4. At each location in the output it predicts the next token.

Note:
When training, the model predicts the next word at each location. So it's 
important that the information only flows in one direction through the model. 
The decoder uses a unidirectional (not bidirectional) 
RNN to process the target sequence.

> When running inference with this model it produces one word at a time, 
and those are fed back into the model.
"""

class Decoder(tf.keras.layers.Layer):
  
  @classmethod
  def add_method(cls, fun):
    setattr(cls, fun.__name__, fun)
    return fun

  def __init__(self, text_processor, units):
    super(Decoder, self).__init__()
    self.text_processor = text_processor  # Tokenizer
    self.vocab_size = text_processor.size  # Vocab size
    # https://www.tensorflow.org/api_docs/python/tf/keras/layers/StringLookup
    self.word_to_id = tf.keras.layers.StringLookup(
        vocabulary=text_processor.vocab,
        mask_token=text_processor.mask_token,
        oov_token=text_processor.unk_token)
    
    # https://www.tensorflow.org/api_docs/python/tf/keras/layers/StringLookup
    self.id_to_word = tf.keras.layers.StringLookup(
        vocabulary=text_processor.vocab,
        mask_token=text_processor.mask_token,
        oov_token=text_processor.unk_token,
        invert=True)
    
    self.start_token = self.word_to_id(START_TOKEN)
    self.end_token = self.word_to_id(END_TOKEN)

    self.units = units


    # 1. The embedding layer converts token IDs to vectors
    self.embedding = tf.keras.layers.Embedding(self.vocab_size,
                                               units, mask_zero=True)

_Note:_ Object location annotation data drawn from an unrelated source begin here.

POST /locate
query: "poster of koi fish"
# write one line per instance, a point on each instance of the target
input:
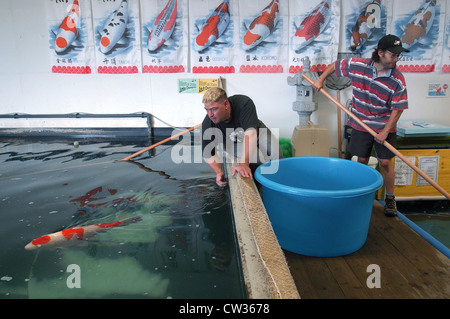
(313, 32)
(420, 26)
(263, 40)
(71, 43)
(446, 50)
(213, 30)
(165, 36)
(117, 36)
(365, 24)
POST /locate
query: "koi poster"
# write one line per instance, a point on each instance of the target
(446, 49)
(213, 28)
(263, 41)
(313, 32)
(71, 42)
(117, 36)
(365, 25)
(165, 36)
(420, 25)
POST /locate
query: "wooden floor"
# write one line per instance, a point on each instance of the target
(410, 266)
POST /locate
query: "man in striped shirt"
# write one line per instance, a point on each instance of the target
(379, 98)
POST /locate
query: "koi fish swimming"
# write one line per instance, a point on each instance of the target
(67, 31)
(419, 25)
(114, 30)
(214, 26)
(312, 25)
(163, 26)
(74, 235)
(365, 24)
(262, 26)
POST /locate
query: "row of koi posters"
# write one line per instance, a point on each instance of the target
(240, 36)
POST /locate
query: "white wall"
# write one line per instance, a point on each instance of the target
(28, 86)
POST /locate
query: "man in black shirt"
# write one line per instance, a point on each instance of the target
(233, 123)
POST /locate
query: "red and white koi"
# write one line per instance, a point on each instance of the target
(73, 236)
(67, 32)
(163, 26)
(213, 27)
(114, 29)
(312, 25)
(369, 19)
(262, 26)
(419, 25)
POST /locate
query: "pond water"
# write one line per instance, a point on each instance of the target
(183, 245)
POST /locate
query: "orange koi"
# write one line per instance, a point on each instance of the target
(312, 25)
(262, 26)
(163, 26)
(67, 32)
(214, 26)
(72, 236)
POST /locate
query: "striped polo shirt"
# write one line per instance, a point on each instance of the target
(374, 98)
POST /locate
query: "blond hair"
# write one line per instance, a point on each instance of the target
(214, 94)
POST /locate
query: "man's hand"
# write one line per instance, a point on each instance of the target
(381, 137)
(220, 179)
(242, 169)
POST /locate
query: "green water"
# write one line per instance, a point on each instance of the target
(432, 216)
(184, 246)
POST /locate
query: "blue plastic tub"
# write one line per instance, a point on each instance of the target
(319, 206)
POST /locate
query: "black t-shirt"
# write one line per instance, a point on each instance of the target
(243, 117)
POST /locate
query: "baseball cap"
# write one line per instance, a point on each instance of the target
(391, 43)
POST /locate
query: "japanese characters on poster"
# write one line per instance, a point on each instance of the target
(213, 28)
(165, 36)
(117, 36)
(420, 26)
(365, 25)
(231, 36)
(263, 42)
(71, 43)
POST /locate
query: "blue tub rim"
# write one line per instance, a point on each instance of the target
(266, 182)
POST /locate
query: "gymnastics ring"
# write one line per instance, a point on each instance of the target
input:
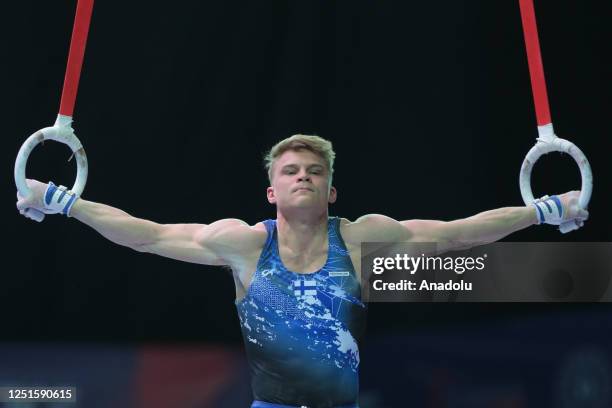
(549, 142)
(61, 132)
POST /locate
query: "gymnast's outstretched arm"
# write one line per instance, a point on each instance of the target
(482, 228)
(222, 242)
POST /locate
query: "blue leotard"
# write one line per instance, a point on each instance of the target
(301, 331)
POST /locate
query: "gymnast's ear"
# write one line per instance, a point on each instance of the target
(333, 195)
(271, 195)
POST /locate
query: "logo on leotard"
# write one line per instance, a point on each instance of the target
(305, 287)
(339, 273)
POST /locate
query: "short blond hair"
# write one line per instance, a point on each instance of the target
(319, 146)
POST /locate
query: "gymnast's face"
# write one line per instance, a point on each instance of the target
(300, 179)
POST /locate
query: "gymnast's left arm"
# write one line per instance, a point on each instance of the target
(493, 225)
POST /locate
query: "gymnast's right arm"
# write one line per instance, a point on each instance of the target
(223, 242)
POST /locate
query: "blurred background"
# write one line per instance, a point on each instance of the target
(429, 108)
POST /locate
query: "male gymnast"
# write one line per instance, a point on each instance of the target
(297, 277)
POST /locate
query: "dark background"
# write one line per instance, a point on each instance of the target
(428, 105)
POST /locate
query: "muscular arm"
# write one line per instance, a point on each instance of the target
(479, 229)
(219, 243)
(482, 228)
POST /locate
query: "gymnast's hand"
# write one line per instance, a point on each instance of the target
(47, 198)
(571, 209)
(561, 208)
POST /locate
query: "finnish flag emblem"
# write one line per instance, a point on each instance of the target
(305, 287)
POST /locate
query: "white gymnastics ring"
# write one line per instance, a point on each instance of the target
(61, 132)
(549, 142)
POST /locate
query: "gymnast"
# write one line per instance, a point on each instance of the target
(298, 277)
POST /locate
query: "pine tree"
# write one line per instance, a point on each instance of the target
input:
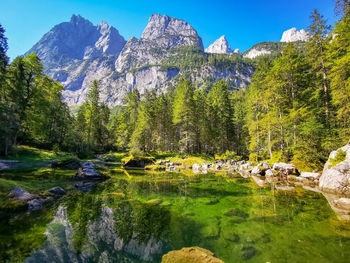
(183, 117)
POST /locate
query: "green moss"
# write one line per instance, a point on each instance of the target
(24, 153)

    # 2. The RNN keeps track of what's been generated so far.
    self.rnn = tf.keras.layers.GRU(units,
                                   return_sequences=True,
                                   return_state=True,
                                   recurrent_initializer='glorot_uniform')

    # 3. The RNN output will be the query for the attention layer.
    self.attention = CrossAttention(units)

    # 4. This fully connected layer produces the logits for each
    # output token.
    self.output_layer = tf.keras.layers.Dense(self.vocab_size)
 

Specs: Python = 3.8 tensorflow = 2.14.0 transformers = 4.34.0


Solution

  • Solution:

    It was solved by separating the tokenizer from model and removing the tf.keras.layers.StringLookup layer as it only works on tensorflow vectorizer/tokenizer.